The contracts being signed right now between hyperscalers and power producers involve generation capacity that will take years to actually come online. Until it does, AI workloads are competing with everything else for power in ways that will surface as real problems: price spikes, reliability issues, and in some regions, tradeoffs with decarbonization commitments that were made without AI’s trajectory in mind.
This isn’t a reason to stop building AI. It’s a reason to be clearer-eyed about the infrastructure required to run it, and to be suspicious of claims that efficiency gains will outpace demand growth. They haven’t yet.
Synthetic media will get through the defenses
Detection tools for AI-generated content exist, but they’re not reliable enough, and the gap between generation quality and detection accuracy is widening. This matters specifically for two things: fraud and political manipulation.
The fraud case is almost already there. Deepfakes used in financial scams, voice cloning used in social engineering attacks — these are reported incidents, not hypotheticals. As generation quality improves and costs drop, the volume will increase. Organizations that handle sensitive information are not prepared for this at the scale it’s coming.
The political manipulation case is harder to assess because it’s harder to observe. But the conditions for it are there, and the 2026 election cycles in multiple countries will provide the first real-scale test.
Model quality may plateau in ways companies aren’t admitting
There’s a version of the next two years where the capability improvements slow significantly, because the easy gains from scaling compute have been taken, and the next gains require either fundamentally different architectures or training data that doesn’t exist in the necessary quantity.

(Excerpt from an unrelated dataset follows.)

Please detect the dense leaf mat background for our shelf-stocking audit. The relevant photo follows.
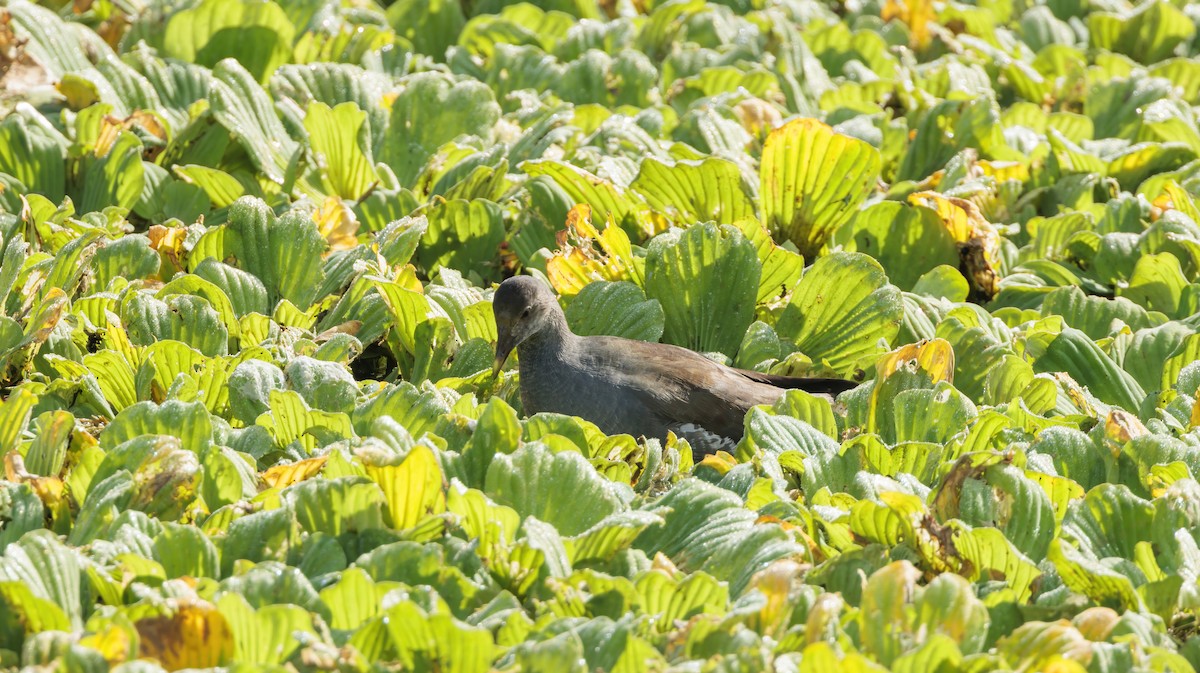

The labs are very good at communicating upward progress curves. They’re not required to communicate when progress is slower than expected. Watch for: longer gaps between major model releases, benchmark results that become increasingly narrow rather than broadly impressive, and a quiet pivot in marketing language from “what this model can do” to “how efficiently this model does it.”
This isn’t a disaster scenario. A plateau at current capability levels still represents an enormous amount of useful technology. But it would reshape the investment thesis that’s currently driving the sector, and the adjustment would not be gentle.
The honest summary is that the near future of AI is probably neither as good as the optimists expect nor as manageable as the skeptics believe.
The science applications will produce real results that currently seem speculative. The security and energy problems are real and people are underestimating how quickly they’ll need to be addressed. And somewhere in the middle, a large number of people are building things that will quietly change how specific industries and institutions function — not with a dramatic announcement, just by getting cheaper and more capable until the cost of not using them exceeds the cost of adapting.
I’ll update this document when I’m wrong.